En septiembre de 1941, pasa unos días en La Granja de San Ildefonso, cerca de Segovia. Celebra la Santa Misa en la Colegiata del Palacio que Felipe V había mandado construir al pie de la Sierra de Guadarrama, imitando el estilo versallesco. El Fundador no deja de rezar en reparación por las acusaciones de que es objeto. Hace un acto de abandono en las manos de Dios, y pide al Señor con insistencia que le ilumine y le ayude.
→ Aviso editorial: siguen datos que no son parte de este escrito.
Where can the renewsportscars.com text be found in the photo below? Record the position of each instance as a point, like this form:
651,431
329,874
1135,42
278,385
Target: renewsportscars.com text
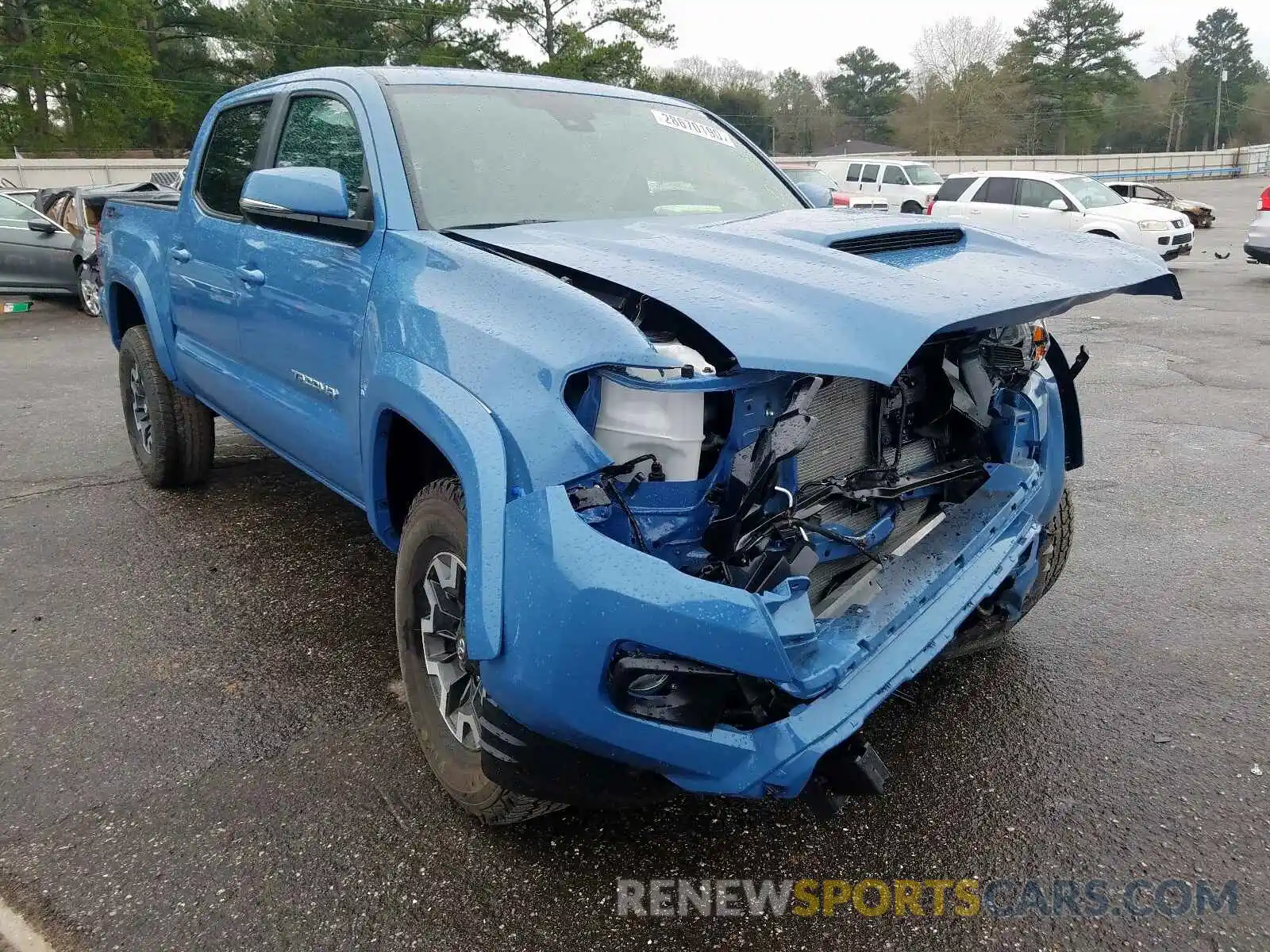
962,898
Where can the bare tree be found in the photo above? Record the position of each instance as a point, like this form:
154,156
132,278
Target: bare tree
1175,57
949,48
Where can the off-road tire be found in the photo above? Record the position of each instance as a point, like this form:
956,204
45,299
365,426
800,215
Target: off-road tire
437,524
92,306
1056,545
182,432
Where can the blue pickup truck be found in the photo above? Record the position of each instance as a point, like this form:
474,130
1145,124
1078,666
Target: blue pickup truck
683,474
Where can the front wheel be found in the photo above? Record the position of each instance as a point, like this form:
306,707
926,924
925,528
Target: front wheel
90,295
442,683
984,632
171,435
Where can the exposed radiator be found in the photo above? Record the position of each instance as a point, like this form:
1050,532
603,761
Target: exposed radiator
844,442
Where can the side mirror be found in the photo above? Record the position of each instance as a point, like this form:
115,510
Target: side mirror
295,190
818,196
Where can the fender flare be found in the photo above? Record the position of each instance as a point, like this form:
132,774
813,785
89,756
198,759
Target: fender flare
1073,433
133,279
463,428
1104,228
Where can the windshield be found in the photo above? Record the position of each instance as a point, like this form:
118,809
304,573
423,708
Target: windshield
924,175
1090,194
810,177
483,156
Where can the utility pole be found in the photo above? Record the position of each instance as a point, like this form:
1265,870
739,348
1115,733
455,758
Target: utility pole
1217,124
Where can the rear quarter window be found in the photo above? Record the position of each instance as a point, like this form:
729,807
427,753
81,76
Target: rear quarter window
952,190
996,192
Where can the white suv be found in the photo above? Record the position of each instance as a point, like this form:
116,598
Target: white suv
1060,201
1257,247
907,187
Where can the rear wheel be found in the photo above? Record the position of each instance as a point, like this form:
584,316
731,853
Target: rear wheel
90,295
984,632
171,435
442,683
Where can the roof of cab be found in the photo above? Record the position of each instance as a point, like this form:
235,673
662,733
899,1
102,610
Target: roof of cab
1016,175
438,76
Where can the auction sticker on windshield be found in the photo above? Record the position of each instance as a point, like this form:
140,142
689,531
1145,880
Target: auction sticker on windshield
692,129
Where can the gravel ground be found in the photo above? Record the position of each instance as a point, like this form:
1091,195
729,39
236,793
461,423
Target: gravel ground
202,739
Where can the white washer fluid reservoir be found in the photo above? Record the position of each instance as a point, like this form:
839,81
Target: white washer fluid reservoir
668,424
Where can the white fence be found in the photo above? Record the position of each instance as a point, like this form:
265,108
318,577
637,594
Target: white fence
48,173
1225,163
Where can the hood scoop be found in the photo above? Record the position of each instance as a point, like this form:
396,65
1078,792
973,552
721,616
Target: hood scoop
899,241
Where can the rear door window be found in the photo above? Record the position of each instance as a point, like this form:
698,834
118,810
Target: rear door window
895,175
1038,194
996,190
230,156
952,190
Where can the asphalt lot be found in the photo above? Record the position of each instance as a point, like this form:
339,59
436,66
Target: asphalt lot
202,744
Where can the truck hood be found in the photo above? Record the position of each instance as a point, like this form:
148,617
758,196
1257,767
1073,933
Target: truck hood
780,296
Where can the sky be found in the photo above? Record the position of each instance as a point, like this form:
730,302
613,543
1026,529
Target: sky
810,35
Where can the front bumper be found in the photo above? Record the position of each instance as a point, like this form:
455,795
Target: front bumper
573,596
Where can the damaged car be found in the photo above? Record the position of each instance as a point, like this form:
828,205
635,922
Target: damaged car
1200,215
683,476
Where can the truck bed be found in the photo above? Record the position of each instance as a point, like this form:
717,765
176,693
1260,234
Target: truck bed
165,200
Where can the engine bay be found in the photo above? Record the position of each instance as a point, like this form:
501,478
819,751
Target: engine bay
797,475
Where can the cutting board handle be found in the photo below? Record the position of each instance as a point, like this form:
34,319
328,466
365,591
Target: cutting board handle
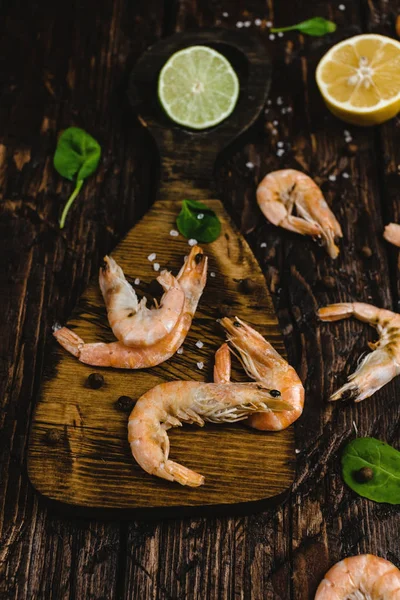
188,157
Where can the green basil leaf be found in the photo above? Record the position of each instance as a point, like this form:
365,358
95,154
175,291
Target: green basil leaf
199,222
384,461
77,156
316,27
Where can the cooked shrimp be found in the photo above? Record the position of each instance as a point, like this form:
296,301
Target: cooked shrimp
282,191
192,279
380,366
392,234
171,404
131,321
363,577
264,364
De repente, vuelve a ocurrirle lo mismo que le sobrevino en Madrid, en los años treinta: que el Señor le dejó casi totalmente a oscuras y el demonio aprovechó para soplarle al oído, sin palabras:

"Todo lo que estás haciendo no es cosa de Dios; todo esto -remover almas, hacer que la gente deje a su familia y se vaya contigo- es para dedicarse a una cosa tuya nada más... Los estás engañando..."

Su reacción es exactamente la misma que la que tuvo entonces: Señor, si la Obra no es para servirte, para servir a tu Iglesia, haz que se destruya inmediatamente.

Al punto, le invade una paz total, que disipa toda duda y amargura. Respuesta sin palabras equivalente a la frase tranquilizadora de Jesús a los incrédulos Apóstoles cuando creían que la barca se iba a pique entre las olas encrespadas del lago de Tiberiades: "Soy Yo, no temáis" (Mat. XIV, 27).